Profumum scents tend to be very strong on me, so I used one drop on the scent and it immediately revved into high gear.  Tagete starts with very, very sweet jasmine, and a vaguely citrus-tinged marigold.  Initially this stage has a creamy element, which disappears in a snap.  The impression is of pale yellow light.  Very feminine in character, the florals become warmer,  and gain a honeyed aspect which almost gives it a fuzzy edge.  When the sweetness starts to veer into potentially overwhelming territory, a touch of relief comes in the form of that creamy note again, just outside of your periphery, similar to how on a warm day with a clear sky, you can start to feel the potential for a late day storm.  This is a  drowsy Summer scent, wearing an airy dress and walking barefoot,  closing your eyes and listening to bees buzzing nearby.   IT's a tactile scent and gives the mental image of crushing a yellow dandelion…you are left with crushed gold and the vaguest memory of milky sap and stems.  Oddly, as the scent progresses, I find it also reminiscent of real honeysuckle, on the vine.  It's slightly wild and untamed, and can take over all the other nearby plants if not kept in check.    

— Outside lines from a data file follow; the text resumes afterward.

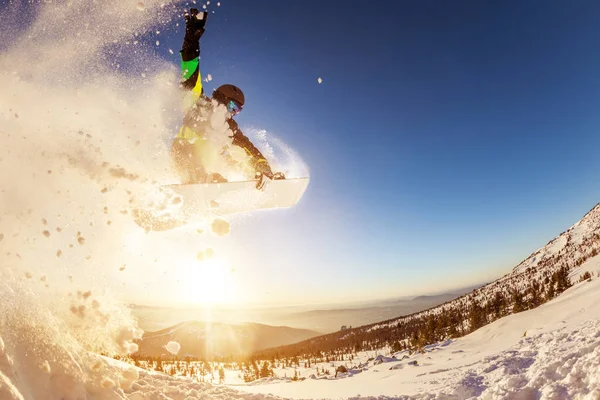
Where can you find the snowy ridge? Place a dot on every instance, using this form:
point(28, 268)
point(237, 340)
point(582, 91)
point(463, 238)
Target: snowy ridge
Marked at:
point(570, 249)
point(568, 245)
point(575, 251)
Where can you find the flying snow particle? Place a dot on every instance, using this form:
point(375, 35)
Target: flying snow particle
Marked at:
point(45, 366)
point(108, 383)
point(130, 375)
point(173, 347)
point(220, 227)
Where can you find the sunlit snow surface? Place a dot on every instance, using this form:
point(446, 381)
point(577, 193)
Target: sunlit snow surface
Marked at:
point(80, 141)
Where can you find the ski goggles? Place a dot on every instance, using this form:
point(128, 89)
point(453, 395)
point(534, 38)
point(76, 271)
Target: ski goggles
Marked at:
point(233, 107)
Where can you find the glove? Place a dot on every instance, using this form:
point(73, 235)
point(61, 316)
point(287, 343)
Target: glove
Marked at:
point(195, 20)
point(263, 168)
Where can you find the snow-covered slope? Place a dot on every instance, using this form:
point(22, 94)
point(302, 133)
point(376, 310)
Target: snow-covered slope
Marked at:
point(551, 352)
point(199, 338)
point(578, 241)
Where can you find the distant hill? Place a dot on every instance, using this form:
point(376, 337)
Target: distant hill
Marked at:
point(542, 276)
point(202, 339)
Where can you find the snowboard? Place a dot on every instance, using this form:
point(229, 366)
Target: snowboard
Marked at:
point(184, 202)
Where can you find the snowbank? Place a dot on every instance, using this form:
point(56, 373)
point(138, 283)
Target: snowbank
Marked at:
point(550, 352)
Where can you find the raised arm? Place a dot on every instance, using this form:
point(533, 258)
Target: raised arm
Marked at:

A few hours in, the roundess of the scent takes a backseat.....still warm and yellow and sweet, it takes on the additional character of a light herbal tea underscoring the wild nature of the garden.....the jasmine becomes less evident and scent starts to take on the image of a gold and orange marigold.  The tentrils of a green note start threading through the florals, but it is not an obvious green.  It is a mere further tempering of the sweetness with a little dusting of seedlings growing at the base of your plants.  I can't really identify vetiver in here, and if it's the moss I'm sensing, it's adding an appealing, vaguely dewy scentsation that encourages balance in the scent.  I am now getting a sense of the plant as a whole rather than a picture of the single bloom.  It also hits a very brief period of an almost acrid edge, but thankfully this stage only lasts a few minutes and we settle back into the white and gold feel of the composition.

As the fragrance settles to it final stages, the camera is now pulled back to include the garden. I finally sense the balance of moss and floral, leaving me with the sense of a lovely gold and green silk on my skin.

Frankly, I have never smelled anything like this fragrance.  To me, that’s a good thing....I didn't find it challenging but interesting.   To some, it may be too focused and somewhat is most definitely for spring and summer, or days in which you need a dose of sunshine.  It's quite clean-smelling yet not soapy.  Due to the strength of this perfume I could never imagine spraying it on, and a bottle would last forever.   It almost has the character and strength of an oil....a little goes a very long way.  I found myself using this scent again today and I must say, I really enjoy it.  It's going to make this winter a little more tolerable.